The Mississippi 15-week abortion ban allows exceptions in cases of a medical emergency or severe fetal abnormality, and providers violating this ban face mandatory suspension or revocation of their medical license. Recently, Texas has restricted its abortion laws to 6 weeks and before. The Supreme Court’s decision could impact Ohio’s abortion restrictions which are currently on hold in federal court: a ban after a fetal heartbeat is detected and another after a fetal diagnosis of Down syndrome.

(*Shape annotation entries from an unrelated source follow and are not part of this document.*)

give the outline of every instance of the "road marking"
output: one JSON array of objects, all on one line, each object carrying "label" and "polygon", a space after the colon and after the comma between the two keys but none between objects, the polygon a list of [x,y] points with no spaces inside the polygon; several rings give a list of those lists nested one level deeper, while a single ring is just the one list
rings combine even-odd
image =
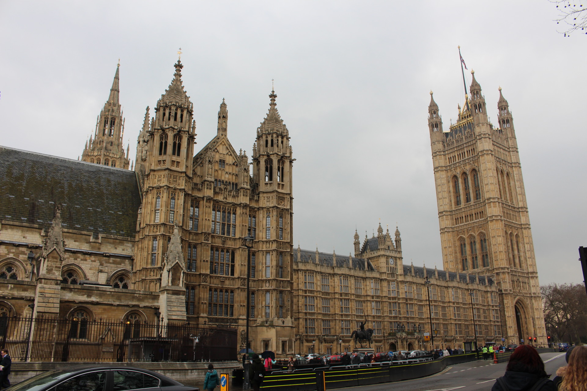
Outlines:
[{"label": "road marking", "polygon": [[478,383],[477,383],[477,384],[481,384],[481,383],[487,383],[487,382],[492,382],[494,380],[495,380],[495,379],[492,379],[491,380],[486,380],[484,382],[479,382]]},{"label": "road marking", "polygon": [[549,361],[550,361],[551,360],[554,360],[554,359],[555,359],[555,358],[559,358],[559,357],[560,357],[561,356],[564,356],[564,355],[565,355],[565,354],[566,354],[566,353],[561,353],[561,354],[558,355],[558,356],[554,356],[554,357],[553,357],[552,358],[549,358],[549,359],[548,359],[548,360],[546,360],[546,361],[545,361],[544,362],[545,362],[545,363],[546,363],[546,362],[549,362]]}]

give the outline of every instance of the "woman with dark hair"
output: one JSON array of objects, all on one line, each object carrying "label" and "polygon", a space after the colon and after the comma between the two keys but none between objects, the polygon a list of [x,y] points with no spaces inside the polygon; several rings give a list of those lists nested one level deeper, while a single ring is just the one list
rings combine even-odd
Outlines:
[{"label": "woman with dark hair", "polygon": [[587,391],[587,346],[575,346],[562,374],[561,391]]},{"label": "woman with dark hair", "polygon": [[491,391],[556,391],[549,377],[536,349],[521,345],[510,356],[505,374],[497,379]]}]

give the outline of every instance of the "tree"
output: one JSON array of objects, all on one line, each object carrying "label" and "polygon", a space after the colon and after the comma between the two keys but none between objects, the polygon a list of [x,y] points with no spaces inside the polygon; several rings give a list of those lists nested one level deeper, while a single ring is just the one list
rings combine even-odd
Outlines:
[{"label": "tree", "polygon": [[572,32],[582,32],[587,34],[587,6],[583,6],[583,0],[571,2],[570,0],[548,0],[556,4],[558,18],[554,19],[557,25],[562,24],[566,28],[559,31],[565,37],[570,36]]},{"label": "tree", "polygon": [[583,284],[540,287],[546,332],[558,342],[587,343],[587,295]]}]

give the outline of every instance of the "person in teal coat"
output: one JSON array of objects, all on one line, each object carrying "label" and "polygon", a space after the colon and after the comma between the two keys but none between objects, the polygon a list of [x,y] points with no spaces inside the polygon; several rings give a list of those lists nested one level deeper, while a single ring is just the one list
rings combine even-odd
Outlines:
[{"label": "person in teal coat", "polygon": [[208,372],[206,372],[206,378],[204,380],[204,389],[212,391],[218,384],[218,372],[214,369],[214,366],[210,364],[208,366]]}]

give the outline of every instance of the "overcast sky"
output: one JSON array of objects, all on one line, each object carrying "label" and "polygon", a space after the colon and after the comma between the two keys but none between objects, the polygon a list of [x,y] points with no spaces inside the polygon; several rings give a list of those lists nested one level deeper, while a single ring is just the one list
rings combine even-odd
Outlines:
[{"label": "overcast sky", "polygon": [[445,128],[456,118],[460,45],[490,120],[500,86],[513,113],[540,282],[579,283],[587,37],[564,38],[556,16],[547,0],[2,0],[0,145],[77,159],[120,57],[134,159],[181,47],[196,151],[225,98],[228,137],[250,156],[275,79],[296,159],[295,246],[348,254],[355,228],[362,240],[380,219],[398,225],[404,263],[440,268],[427,107],[432,90]]}]

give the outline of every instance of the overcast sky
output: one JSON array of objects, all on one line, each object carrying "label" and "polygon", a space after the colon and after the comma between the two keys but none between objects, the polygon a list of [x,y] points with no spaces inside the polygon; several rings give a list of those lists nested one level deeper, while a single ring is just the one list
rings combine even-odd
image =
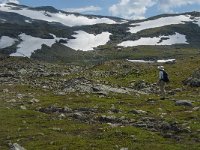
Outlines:
[{"label": "overcast sky", "polygon": [[53,6],[65,11],[125,19],[144,19],[163,13],[200,11],[200,0],[0,0],[28,6]]}]

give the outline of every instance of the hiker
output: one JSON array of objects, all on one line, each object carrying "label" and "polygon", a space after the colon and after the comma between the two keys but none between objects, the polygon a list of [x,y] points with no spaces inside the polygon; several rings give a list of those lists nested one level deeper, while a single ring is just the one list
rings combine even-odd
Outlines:
[{"label": "hiker", "polygon": [[168,74],[164,70],[163,66],[158,66],[158,70],[159,70],[158,86],[160,88],[160,99],[164,100],[165,99],[165,85],[167,82],[169,82],[169,79],[168,79]]}]

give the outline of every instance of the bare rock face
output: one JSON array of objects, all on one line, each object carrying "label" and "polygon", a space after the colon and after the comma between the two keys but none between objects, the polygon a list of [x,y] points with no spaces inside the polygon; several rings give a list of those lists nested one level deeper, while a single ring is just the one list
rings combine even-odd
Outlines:
[{"label": "bare rock face", "polygon": [[192,102],[189,101],[189,100],[177,100],[177,101],[175,102],[175,105],[176,105],[176,106],[190,106],[190,107],[193,106],[193,105],[192,105]]},{"label": "bare rock face", "polygon": [[200,69],[196,70],[191,77],[184,80],[183,84],[191,87],[200,87]]}]

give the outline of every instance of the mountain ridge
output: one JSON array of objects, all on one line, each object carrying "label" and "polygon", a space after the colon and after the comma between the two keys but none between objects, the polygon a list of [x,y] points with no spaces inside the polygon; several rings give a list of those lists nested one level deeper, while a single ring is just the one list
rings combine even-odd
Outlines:
[{"label": "mountain ridge", "polygon": [[[24,13],[22,14],[22,12]],[[34,13],[37,16],[34,16]],[[68,26],[66,20],[63,24],[63,19],[61,19],[63,17],[68,17],[68,21],[70,18],[75,19],[75,26]],[[77,23],[80,24],[76,25]],[[198,47],[200,43],[198,38],[200,36],[200,13],[162,14],[145,20],[130,21],[115,17],[106,18],[106,16],[67,13],[52,6],[33,8],[9,3],[0,6],[0,29],[0,39],[6,36],[6,38],[17,40],[14,45],[6,48],[1,40],[0,53],[2,54],[19,53],[20,47],[20,53],[25,54],[27,50],[24,49],[23,43],[26,43],[28,39],[23,39],[20,36],[24,34],[31,39],[40,38],[44,41],[49,39],[49,42],[53,40],[53,44],[57,47],[62,44],[66,49],[77,51],[77,53],[87,51],[84,53],[88,57],[93,55],[92,51],[98,50],[96,53],[100,53],[102,57],[106,58],[107,54],[104,53],[103,49],[107,49],[111,53],[114,52],[112,49],[121,49],[124,51],[123,55],[128,56],[130,55],[130,52],[127,53],[129,49],[142,45],[180,45],[182,47],[190,45]],[[102,43],[102,39],[105,39],[105,42]],[[31,49],[31,44],[29,45]],[[42,50],[42,45],[48,44],[41,43],[37,49],[32,47],[31,53],[36,56],[35,53],[39,52],[39,49]],[[49,45],[49,50],[51,46]],[[47,49],[45,55],[48,57]]]}]

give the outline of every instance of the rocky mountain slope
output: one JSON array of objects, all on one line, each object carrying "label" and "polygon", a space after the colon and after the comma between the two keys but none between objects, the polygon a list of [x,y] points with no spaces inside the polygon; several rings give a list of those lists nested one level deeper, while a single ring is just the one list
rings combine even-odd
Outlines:
[{"label": "rocky mountain slope", "polygon": [[[0,149],[198,149],[199,55],[99,65],[0,60]],[[184,66],[184,67],[180,67]]]},{"label": "rocky mountain slope", "polygon": [[199,12],[132,21],[68,13],[53,7],[0,5],[1,55],[51,62],[100,62],[134,58],[134,50],[143,50],[142,45],[155,50],[197,48],[199,36]]}]

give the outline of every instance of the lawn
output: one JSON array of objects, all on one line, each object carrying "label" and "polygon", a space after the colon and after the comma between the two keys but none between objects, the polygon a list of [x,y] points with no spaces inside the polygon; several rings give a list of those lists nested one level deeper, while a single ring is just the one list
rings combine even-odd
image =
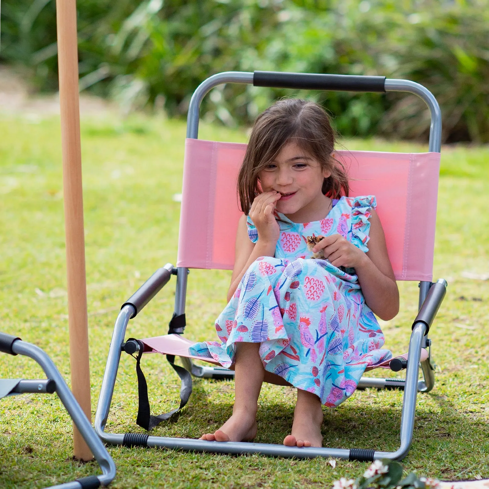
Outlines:
[{"label": "lawn", "polygon": [[[65,245],[59,120],[0,118],[0,330],[43,348],[67,380]],[[244,141],[244,131],[203,125],[206,139]],[[113,322],[120,305],[156,268],[175,264],[185,124],[139,115],[84,120],[82,142],[92,416]],[[350,149],[424,151],[425,147],[375,139],[344,141]],[[437,382],[418,397],[414,439],[405,470],[445,479],[489,475],[489,281],[464,272],[489,272],[489,147],[442,151],[434,278],[447,293],[430,333]],[[213,324],[225,305],[230,272],[192,270],[187,335],[214,339]],[[401,312],[382,323],[386,346],[406,351],[418,287],[400,283]],[[174,282],[129,324],[127,336],[164,334],[173,312]],[[177,405],[179,382],[164,358],[146,356],[143,370],[154,414]],[[39,378],[36,364],[0,356],[0,376]],[[142,431],[134,361],[123,356],[107,425]],[[233,383],[198,379],[178,422],[155,434],[197,437],[230,415]],[[259,442],[281,443],[291,424],[289,388],[264,386]],[[324,445],[398,446],[402,393],[358,391],[337,409],[325,408]],[[71,458],[71,423],[58,398],[23,395],[0,400],[0,487],[41,488],[93,474],[94,463]],[[367,464],[258,456],[232,457],[110,447],[117,468],[114,488],[331,487]]]}]

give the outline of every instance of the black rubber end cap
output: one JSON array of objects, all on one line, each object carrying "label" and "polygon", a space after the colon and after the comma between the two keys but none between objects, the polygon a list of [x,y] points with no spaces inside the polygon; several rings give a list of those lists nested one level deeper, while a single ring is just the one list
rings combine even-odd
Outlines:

“The jurisprudence of abortion has become like the 1960s fights over pornography–no one can say exactly what’s allowed and what’s not,” Ohio Attorney General Dave Yost said. “It’s like Justice Potter Stewart’s definition of pornography: ‘I know it when I see it.’ It’s time to end this failed experiment in judicial law-making and return the matter to the States.”

Conclusion

Americans need to be careful involving the state in personal issues, as this ultimately limits our freedoms, which prove difficult to ever get back. The more power we give the government, the more involved they become in every detail of our lives and our personal decision making process. The decision itself should not be partisan, but a discussion on medical ethics and human rights. Ultimately, as in the case of religion, everybody will not agree on the same perspective. The government should not have the power to control the decisions of non-violent people. This includes American’s right to ban abortions, as well as have them.